Let me, instead, show you a Youtube video of a self-professed “psychic” as randomly chosen sample of the sort of nonsense that is being perpetuated online. She is (as she says), “one of many, many people who talk to angels.” Note that what she calls “research” any scientists would consider self-delusion. It’s a tough piece to listen to and I couldn’t handle all the claptrap in one sitting, so feel free to turn it off at any point you get intellectually nauseous:
[youtube=”http://www.youtube.com/watch?v=PfTnwFpSqhI”]
And let me end with this video by Michael Shermer on why people believe weird and improbable things:
[youtube=”http://www.youtube.com/watch?v=8T_jwq9ph8k”]
Ian, in your personal quest for enlightnement you appear to have graduated from the Mail to the Guardian. Congratulations!
Your comments about seeing a friend (Mike, you call him?) succumb to this claptrap struck a chord with me.

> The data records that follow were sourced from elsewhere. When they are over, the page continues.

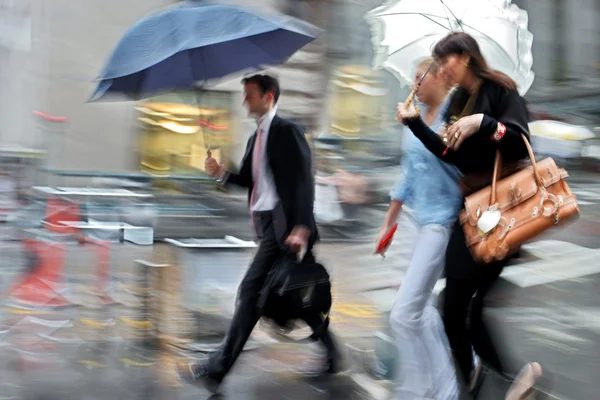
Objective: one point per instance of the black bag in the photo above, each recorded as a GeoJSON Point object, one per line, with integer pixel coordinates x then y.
{"type": "Point", "coordinates": [296, 290]}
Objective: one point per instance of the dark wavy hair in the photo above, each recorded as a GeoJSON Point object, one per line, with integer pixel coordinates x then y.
{"type": "Point", "coordinates": [460, 43]}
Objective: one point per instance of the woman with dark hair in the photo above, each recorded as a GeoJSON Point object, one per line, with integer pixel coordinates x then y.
{"type": "Point", "coordinates": [486, 113]}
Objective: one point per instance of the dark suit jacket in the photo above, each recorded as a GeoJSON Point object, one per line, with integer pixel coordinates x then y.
{"type": "Point", "coordinates": [290, 160]}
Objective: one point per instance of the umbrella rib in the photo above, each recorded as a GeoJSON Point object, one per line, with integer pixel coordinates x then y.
{"type": "Point", "coordinates": [411, 42]}
{"type": "Point", "coordinates": [454, 15]}
{"type": "Point", "coordinates": [492, 40]}
{"type": "Point", "coordinates": [421, 14]}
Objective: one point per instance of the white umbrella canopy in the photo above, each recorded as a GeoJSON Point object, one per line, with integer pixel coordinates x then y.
{"type": "Point", "coordinates": [406, 31]}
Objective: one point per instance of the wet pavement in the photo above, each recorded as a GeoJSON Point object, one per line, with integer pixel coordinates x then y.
{"type": "Point", "coordinates": [546, 308]}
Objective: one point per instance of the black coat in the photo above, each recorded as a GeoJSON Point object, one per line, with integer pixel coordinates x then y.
{"type": "Point", "coordinates": [290, 160]}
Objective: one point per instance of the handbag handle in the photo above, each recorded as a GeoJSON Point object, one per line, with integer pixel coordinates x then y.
{"type": "Point", "coordinates": [498, 166]}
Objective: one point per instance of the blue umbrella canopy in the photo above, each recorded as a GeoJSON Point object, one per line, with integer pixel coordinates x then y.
{"type": "Point", "coordinates": [196, 42]}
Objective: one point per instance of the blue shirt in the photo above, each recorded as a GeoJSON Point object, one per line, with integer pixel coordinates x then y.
{"type": "Point", "coordinates": [428, 185]}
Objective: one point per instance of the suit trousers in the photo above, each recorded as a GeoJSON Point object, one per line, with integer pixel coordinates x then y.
{"type": "Point", "coordinates": [246, 315]}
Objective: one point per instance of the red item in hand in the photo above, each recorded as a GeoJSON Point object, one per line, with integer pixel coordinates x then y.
{"type": "Point", "coordinates": [385, 242]}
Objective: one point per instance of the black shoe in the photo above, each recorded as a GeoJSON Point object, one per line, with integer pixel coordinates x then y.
{"type": "Point", "coordinates": [318, 369]}
{"type": "Point", "coordinates": [199, 375]}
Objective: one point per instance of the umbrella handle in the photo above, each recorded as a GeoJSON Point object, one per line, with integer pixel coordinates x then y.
{"type": "Point", "coordinates": [410, 97]}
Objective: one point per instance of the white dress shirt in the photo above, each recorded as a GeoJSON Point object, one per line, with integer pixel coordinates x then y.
{"type": "Point", "coordinates": [266, 193]}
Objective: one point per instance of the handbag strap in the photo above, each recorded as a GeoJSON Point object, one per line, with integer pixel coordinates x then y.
{"type": "Point", "coordinates": [498, 166]}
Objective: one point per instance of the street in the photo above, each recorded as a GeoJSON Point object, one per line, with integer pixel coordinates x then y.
{"type": "Point", "coordinates": [545, 308]}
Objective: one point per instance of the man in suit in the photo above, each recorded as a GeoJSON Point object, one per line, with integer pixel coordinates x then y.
{"type": "Point", "coordinates": [277, 171]}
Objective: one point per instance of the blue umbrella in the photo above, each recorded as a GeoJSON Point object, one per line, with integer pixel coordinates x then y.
{"type": "Point", "coordinates": [198, 42]}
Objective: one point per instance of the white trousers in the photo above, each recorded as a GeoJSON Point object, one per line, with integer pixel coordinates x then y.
{"type": "Point", "coordinates": [425, 367]}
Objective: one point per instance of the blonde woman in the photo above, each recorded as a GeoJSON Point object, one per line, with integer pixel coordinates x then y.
{"type": "Point", "coordinates": [429, 187]}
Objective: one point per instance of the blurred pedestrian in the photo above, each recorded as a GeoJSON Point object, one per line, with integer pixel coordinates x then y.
{"type": "Point", "coordinates": [425, 368]}
{"type": "Point", "coordinates": [486, 114]}
{"type": "Point", "coordinates": [277, 172]}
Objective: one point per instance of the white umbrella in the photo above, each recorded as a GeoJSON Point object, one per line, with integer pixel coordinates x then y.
{"type": "Point", "coordinates": [407, 30]}
{"type": "Point", "coordinates": [558, 139]}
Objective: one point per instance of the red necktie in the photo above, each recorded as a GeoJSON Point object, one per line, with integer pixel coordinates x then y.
{"type": "Point", "coordinates": [256, 160]}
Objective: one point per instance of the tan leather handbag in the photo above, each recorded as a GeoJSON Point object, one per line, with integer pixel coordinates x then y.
{"type": "Point", "coordinates": [499, 218]}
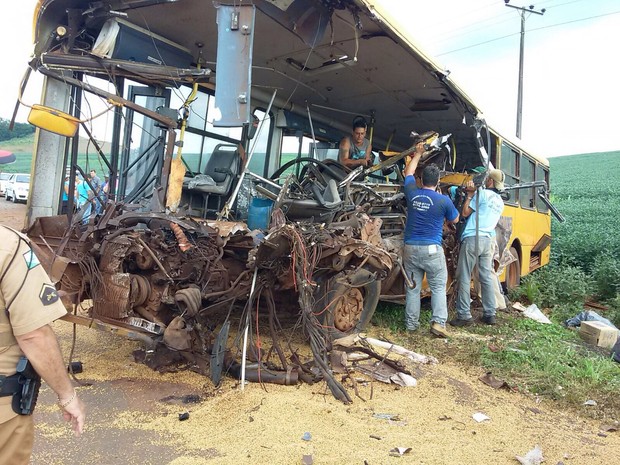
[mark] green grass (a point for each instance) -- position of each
(550, 361)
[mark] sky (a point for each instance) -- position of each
(571, 64)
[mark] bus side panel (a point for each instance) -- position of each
(528, 227)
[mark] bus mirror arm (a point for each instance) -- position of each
(543, 194)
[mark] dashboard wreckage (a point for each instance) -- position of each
(166, 255)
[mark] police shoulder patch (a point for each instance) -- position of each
(31, 259)
(48, 294)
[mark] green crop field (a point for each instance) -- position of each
(586, 190)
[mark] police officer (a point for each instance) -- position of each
(28, 304)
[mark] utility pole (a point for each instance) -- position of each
(522, 11)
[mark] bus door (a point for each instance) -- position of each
(142, 155)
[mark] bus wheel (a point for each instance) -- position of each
(513, 272)
(350, 308)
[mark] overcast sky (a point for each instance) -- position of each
(570, 102)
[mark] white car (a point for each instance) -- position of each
(4, 179)
(17, 187)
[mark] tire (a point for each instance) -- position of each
(513, 271)
(349, 309)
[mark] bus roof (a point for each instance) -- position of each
(332, 63)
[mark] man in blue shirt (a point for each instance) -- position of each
(426, 211)
(490, 207)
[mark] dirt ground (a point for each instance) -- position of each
(133, 416)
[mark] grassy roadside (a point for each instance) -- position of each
(545, 361)
(551, 361)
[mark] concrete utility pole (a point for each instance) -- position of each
(522, 11)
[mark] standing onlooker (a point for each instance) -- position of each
(95, 182)
(28, 303)
(490, 207)
(84, 196)
(65, 196)
(426, 211)
(105, 189)
(355, 150)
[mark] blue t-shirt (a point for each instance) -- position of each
(426, 212)
(490, 209)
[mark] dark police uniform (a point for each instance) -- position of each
(28, 301)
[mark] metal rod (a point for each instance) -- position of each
(231, 201)
(246, 330)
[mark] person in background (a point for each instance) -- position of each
(423, 254)
(65, 196)
(105, 189)
(482, 224)
(95, 182)
(28, 304)
(355, 150)
(84, 196)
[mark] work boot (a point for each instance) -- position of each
(459, 323)
(438, 330)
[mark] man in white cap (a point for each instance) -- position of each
(490, 206)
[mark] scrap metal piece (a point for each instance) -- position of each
(217, 353)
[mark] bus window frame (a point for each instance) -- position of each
(514, 177)
(530, 192)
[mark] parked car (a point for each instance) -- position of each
(4, 179)
(17, 187)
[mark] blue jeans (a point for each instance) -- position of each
(418, 260)
(467, 261)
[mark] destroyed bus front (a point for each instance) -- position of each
(207, 102)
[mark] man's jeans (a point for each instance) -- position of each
(429, 259)
(467, 261)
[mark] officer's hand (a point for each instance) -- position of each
(75, 413)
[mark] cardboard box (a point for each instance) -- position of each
(598, 334)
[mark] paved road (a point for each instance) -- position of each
(12, 214)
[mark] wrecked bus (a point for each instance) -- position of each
(225, 115)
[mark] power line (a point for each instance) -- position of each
(529, 30)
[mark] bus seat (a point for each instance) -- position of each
(222, 168)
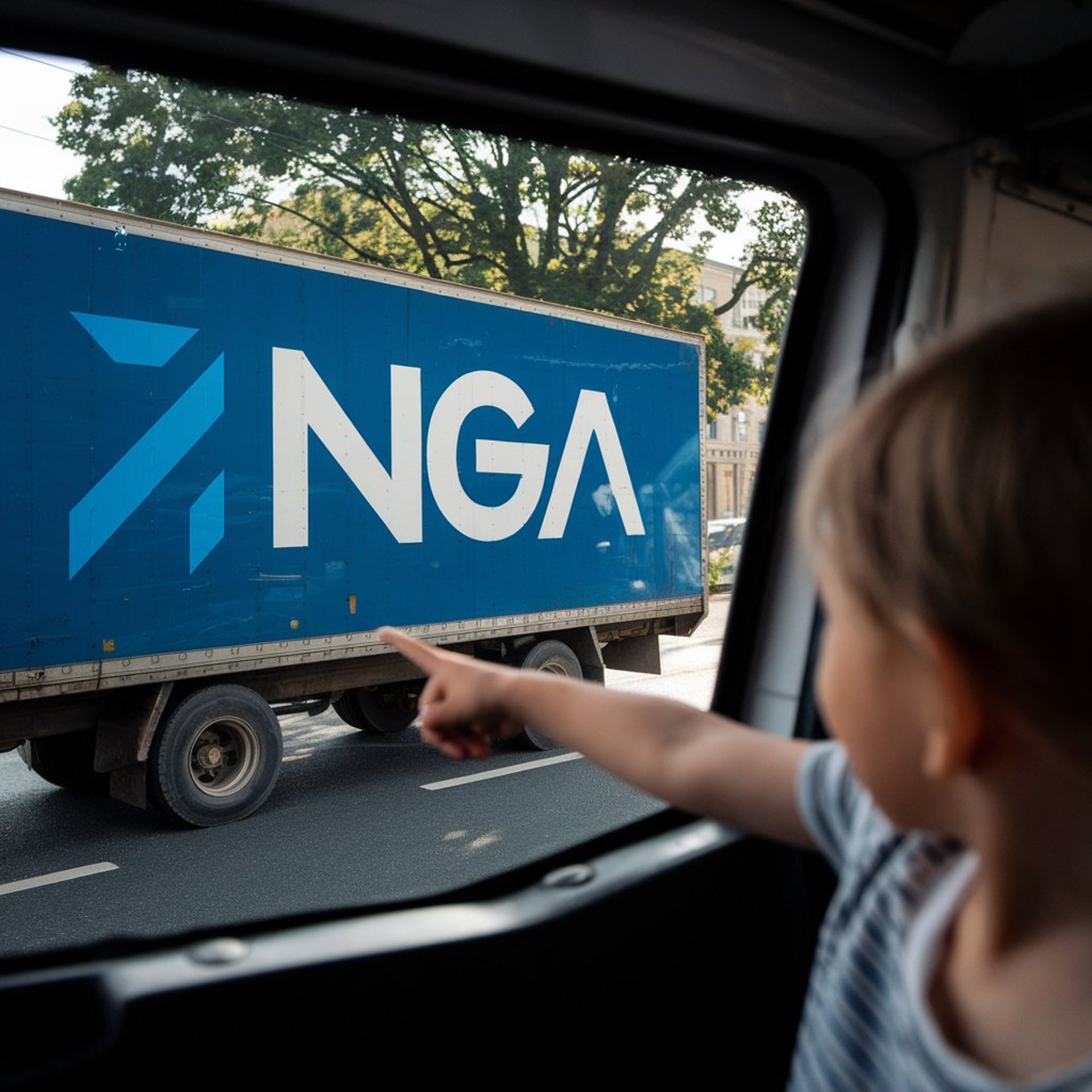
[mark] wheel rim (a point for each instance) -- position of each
(223, 756)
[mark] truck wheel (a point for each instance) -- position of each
(378, 710)
(67, 762)
(216, 758)
(559, 659)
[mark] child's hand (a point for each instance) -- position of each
(461, 708)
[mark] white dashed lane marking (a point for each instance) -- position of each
(522, 768)
(69, 874)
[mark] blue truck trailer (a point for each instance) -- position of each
(228, 464)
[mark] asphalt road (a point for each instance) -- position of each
(355, 820)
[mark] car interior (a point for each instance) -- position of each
(942, 154)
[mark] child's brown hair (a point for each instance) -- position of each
(959, 493)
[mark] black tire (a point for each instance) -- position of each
(216, 758)
(67, 762)
(378, 710)
(559, 659)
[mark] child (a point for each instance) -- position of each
(950, 526)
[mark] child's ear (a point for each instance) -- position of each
(954, 733)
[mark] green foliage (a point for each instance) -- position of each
(719, 569)
(580, 229)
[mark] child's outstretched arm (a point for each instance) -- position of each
(696, 760)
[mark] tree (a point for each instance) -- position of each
(581, 229)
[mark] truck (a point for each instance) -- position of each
(229, 464)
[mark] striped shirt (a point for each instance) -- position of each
(866, 1024)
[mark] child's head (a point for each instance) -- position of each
(959, 494)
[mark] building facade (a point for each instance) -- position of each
(733, 439)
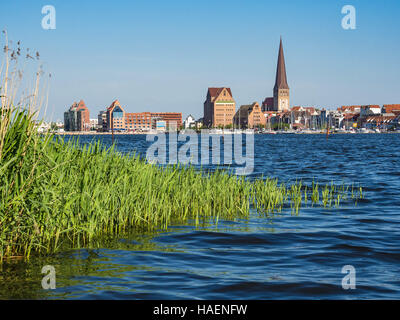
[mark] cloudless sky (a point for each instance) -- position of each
(163, 55)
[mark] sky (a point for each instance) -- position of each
(161, 56)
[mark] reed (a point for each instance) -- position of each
(56, 193)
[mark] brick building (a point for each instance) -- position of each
(219, 107)
(77, 118)
(249, 116)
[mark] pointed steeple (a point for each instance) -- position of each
(281, 81)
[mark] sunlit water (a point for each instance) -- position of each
(284, 257)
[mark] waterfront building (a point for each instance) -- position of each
(281, 88)
(102, 121)
(219, 107)
(384, 121)
(391, 108)
(77, 118)
(173, 119)
(369, 110)
(158, 124)
(281, 92)
(138, 121)
(267, 104)
(93, 124)
(115, 117)
(190, 122)
(350, 109)
(249, 116)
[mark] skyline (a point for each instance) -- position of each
(165, 60)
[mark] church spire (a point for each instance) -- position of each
(281, 81)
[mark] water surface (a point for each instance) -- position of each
(284, 257)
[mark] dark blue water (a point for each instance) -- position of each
(284, 257)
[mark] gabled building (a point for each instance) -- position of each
(115, 117)
(281, 94)
(190, 122)
(249, 116)
(77, 118)
(281, 88)
(219, 107)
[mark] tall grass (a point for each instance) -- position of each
(55, 193)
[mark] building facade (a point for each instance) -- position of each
(219, 107)
(281, 88)
(115, 117)
(249, 116)
(173, 120)
(77, 118)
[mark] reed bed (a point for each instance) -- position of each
(55, 193)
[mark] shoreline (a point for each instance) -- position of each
(88, 133)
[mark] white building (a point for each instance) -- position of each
(189, 122)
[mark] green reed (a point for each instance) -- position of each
(55, 192)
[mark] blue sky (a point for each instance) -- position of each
(163, 55)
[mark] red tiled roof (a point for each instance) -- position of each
(214, 92)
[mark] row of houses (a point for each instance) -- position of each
(220, 111)
(115, 118)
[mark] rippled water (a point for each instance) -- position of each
(285, 257)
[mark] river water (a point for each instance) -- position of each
(284, 257)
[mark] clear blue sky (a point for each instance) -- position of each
(162, 55)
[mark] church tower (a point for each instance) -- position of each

I too had such a friend many years ago. He seemed smart and knowledgable in the fields of science and engineering, but apparently believed any superstitious nonsense that came his way. And then it finally dawned on me; he was doing it to pick up women! This revelation came after watching him at work in a bar, nodding sympathetically as some poor girl gushed out the details of her latest tarot reading or reiki massage or crystal session or whatever. I confronted him about it of course, and he didn’t deny it, the bastard!
Well, my friend Mike was recently married, so I doubt he’s doing it to attract women. I can’t speak to his motives, since he hasn’t shared them with me. No matter what the reasons, whether he falls for New Age “psychics” or fundamentalism, I feel it is my duty to try to toss him a lifeline before he goes shopping for crystals or tarot sets or Justin Bieber albums.